The U.S. is using eight to 10 air bases nationwide to vet the hoards of people being taken out before they are released here. DHS sent emergency requests to federal agents and officers to help screen new arrivals. At Dulles International Airport outside Washington, Afghan passengers on government planes waited 12 hours to deplane because customs officers were so backed up. Forty thousand people who were not cleared for visas have arrived in the U.S., and up to 50,000 are expected in total.

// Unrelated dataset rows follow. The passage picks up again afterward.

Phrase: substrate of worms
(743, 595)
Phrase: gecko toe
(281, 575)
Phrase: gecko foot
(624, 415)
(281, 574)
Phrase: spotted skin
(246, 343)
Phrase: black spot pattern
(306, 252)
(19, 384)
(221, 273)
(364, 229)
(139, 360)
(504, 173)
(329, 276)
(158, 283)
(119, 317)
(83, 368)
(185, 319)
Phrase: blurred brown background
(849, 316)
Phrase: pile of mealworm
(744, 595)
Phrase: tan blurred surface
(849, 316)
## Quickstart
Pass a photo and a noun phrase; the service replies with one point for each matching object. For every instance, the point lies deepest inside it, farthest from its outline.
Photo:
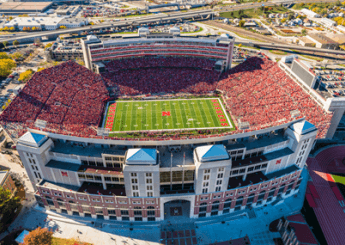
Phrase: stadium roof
(303, 127)
(212, 153)
(141, 156)
(32, 139)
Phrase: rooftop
(90, 150)
(63, 165)
(97, 189)
(177, 158)
(251, 179)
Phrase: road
(121, 23)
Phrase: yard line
(202, 115)
(214, 118)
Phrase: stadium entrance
(177, 210)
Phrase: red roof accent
(310, 200)
(303, 233)
(313, 190)
(337, 193)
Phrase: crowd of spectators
(71, 99)
(259, 92)
(150, 62)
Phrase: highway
(121, 23)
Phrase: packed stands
(71, 98)
(259, 92)
(329, 212)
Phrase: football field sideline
(166, 115)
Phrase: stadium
(167, 130)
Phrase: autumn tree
(25, 76)
(6, 66)
(39, 236)
(8, 205)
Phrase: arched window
(137, 211)
(215, 205)
(203, 207)
(227, 203)
(151, 211)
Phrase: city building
(304, 41)
(6, 182)
(328, 22)
(310, 14)
(322, 41)
(80, 165)
(214, 47)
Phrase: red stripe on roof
(337, 193)
(313, 190)
(310, 200)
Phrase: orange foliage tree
(39, 236)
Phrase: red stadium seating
(71, 98)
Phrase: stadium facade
(77, 169)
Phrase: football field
(180, 114)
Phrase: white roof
(303, 127)
(20, 238)
(141, 156)
(212, 153)
(32, 139)
(34, 21)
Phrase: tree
(4, 55)
(39, 236)
(6, 65)
(48, 45)
(16, 55)
(25, 76)
(241, 23)
(8, 206)
(15, 43)
(5, 43)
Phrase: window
(234, 172)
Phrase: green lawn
(180, 114)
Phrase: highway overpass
(201, 14)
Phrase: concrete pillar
(338, 114)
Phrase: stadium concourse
(71, 98)
(326, 199)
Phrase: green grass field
(177, 114)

Biden had no plan to bring refugees to the U.S., but because of the chaos in Kabul, thousands of people succeeded at getting out of the country. Because the government had not approved this group for refugee status before admitting them to the U.S., they are not eligible for government benefits. Each person is expected to receive $2,500 through a 90-day emergency program operated by the State Department.

On Aug. 31, the final withdrawal day, Biden declared the operation an “extraordinary success.” In his defense of the operation's many problems, he blamed Americans for refusing to leave and the Afghan government for not having a strong enough desire to survive.

"Some of the Afghans did not want to leave earlier — still hopeful for their country," Biden said. "Afghanistan political leaders gave up and fled the country. The Afghan military collapsed, sometimes without trying to fight. We gave them every chance to determine their own future. What we could not provide them was the will to fight for that future."

Now, the administration faces the task of deciding what to do with the tens of thousands of people who were brought to the U.S. before being given legal permission to immigrate.

"I think the administration will assess the circumstances and cases of those Afghans in the US and elsewhere to determine if they should be admitted and, if so, under what conditions or status," Lapan wrote.

Those seeking asylum will have to wait to appear before an immigration judge. More than 1 million people were in line waiting to appear before immigration judges before the arrival of the Afghans.